最近、経済誌などでよく見かけるこの用語

今どき利回りが6%? REIT(リート)って何だ?

2005.02.03 THU

REIT(リート)とは、Real Estate Investment Trustの略。「不動産投資信託」というアメリカ発祥の投資商品のことだ。たくさんの人たちからお金を集め、それをプロが運用して、収益を還元していくのが投資信託。その不動産版である。不動産投資というと、バブル期のような土地の値上がりを狙うアブナイイメージを持ちがちだが、REITは違う。その特色は、狙う収益が主として賃貸収入であるという点。集めたお金がたとえば高層オフィスビルに投資されると、巨額のオフィス賃料が得られる。それが投資家に分配されるのだ。そしてもうひとつの特色が、投資対象が上場している点。運用内容がしっかり公開されているのである。

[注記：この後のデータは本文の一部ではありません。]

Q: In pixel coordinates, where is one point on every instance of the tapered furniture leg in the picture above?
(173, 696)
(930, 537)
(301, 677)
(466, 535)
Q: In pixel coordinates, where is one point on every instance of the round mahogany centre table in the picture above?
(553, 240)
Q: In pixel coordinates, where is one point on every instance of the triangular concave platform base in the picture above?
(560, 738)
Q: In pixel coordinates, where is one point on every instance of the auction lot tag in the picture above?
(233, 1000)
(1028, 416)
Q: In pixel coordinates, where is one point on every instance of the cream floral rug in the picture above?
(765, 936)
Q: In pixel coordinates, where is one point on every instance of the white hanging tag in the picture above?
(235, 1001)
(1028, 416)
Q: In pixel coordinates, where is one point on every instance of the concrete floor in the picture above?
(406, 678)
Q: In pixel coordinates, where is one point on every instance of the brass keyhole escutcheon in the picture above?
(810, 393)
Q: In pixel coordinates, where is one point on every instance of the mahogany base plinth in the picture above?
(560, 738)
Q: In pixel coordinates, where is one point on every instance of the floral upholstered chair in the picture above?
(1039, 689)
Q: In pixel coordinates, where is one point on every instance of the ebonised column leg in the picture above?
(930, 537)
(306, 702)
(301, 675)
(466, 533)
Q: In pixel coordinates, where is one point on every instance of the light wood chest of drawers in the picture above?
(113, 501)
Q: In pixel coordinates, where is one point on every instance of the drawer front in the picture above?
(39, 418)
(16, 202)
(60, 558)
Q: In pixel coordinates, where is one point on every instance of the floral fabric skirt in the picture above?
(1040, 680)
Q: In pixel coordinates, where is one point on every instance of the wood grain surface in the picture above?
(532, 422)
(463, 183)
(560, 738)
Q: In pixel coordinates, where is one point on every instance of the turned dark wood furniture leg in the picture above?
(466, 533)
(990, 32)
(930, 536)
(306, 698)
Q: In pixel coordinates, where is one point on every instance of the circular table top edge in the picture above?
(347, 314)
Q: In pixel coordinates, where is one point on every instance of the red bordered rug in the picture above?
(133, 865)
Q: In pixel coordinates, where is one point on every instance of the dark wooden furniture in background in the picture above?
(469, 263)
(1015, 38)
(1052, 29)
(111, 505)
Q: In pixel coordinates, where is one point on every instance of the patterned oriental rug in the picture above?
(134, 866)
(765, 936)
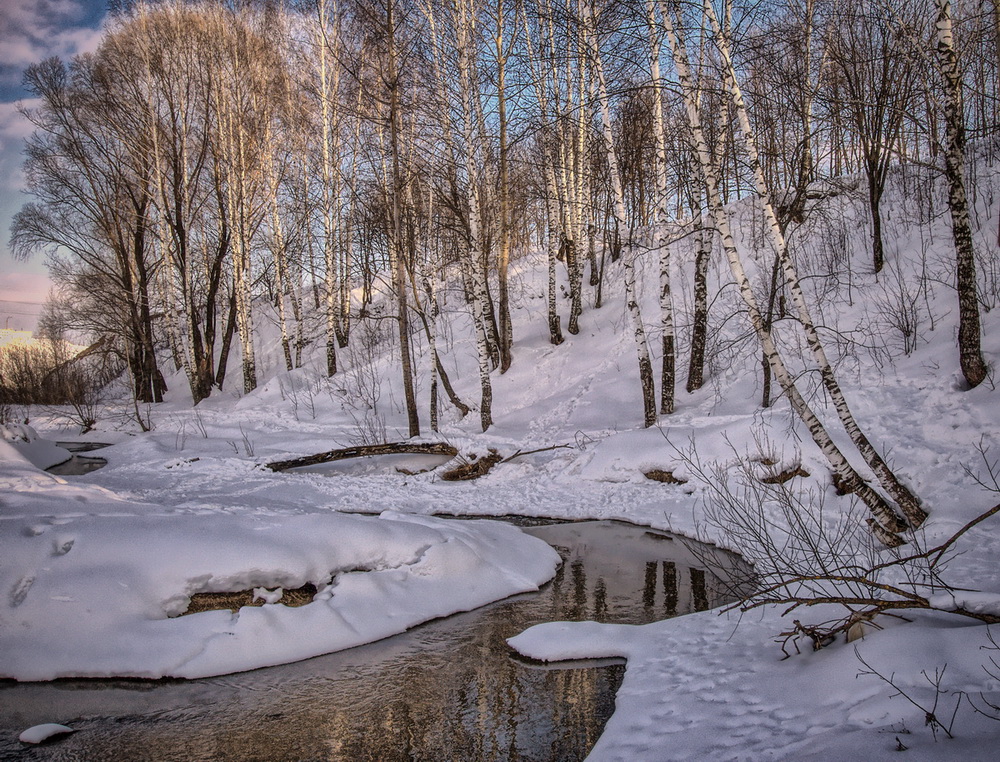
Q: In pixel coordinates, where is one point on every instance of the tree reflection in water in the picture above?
(447, 690)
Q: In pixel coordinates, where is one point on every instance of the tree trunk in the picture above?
(969, 351)
(628, 263)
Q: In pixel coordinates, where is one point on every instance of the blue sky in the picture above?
(30, 31)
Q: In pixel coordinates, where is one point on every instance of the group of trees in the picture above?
(211, 155)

2000年の法改正によって誕生したREITは銘柄が続々と上場、現在15ある。株式と同じように毎日、価格が変動するため、値上がりで売却益を得ることも可能だ。一方でもちろん、運用による賃貸収入などの分配という配当が期待できるわけだが、実はここにこそREITの魅力がある。

株式投資でも、企業が得た利益を分配するという配当があるが、利益のほとんどというわけにはいかない。利益には法人税が課せられるし、企業は内部留保も持ちたがるからだ。ところがREITの場合、配当は必要経費を差し引いた、利益の90%以上にもなる。これが投資家に分配されるのだ。だから高い利回りが期待できるのである。実際、ほとんどのREITは株価チャートが右肩上がり。高い人気を誇るのだ。

アメリカでは、REITは40年以上の歴史がある。90年代から市場が拡大し、今やその規模は15兆円。投資家の40%以上は個人だといわれる。そしてこの10年間の米国REITの平均的な配当利回りは6~8%で推移しているのである。

考えてみればREITとは、ビルの共同オーナーになったようなもの。一人ではとてもできない投資も、大勢が集まればできる。なるほどこんな不動産投資があったのか、という金融商品なのである。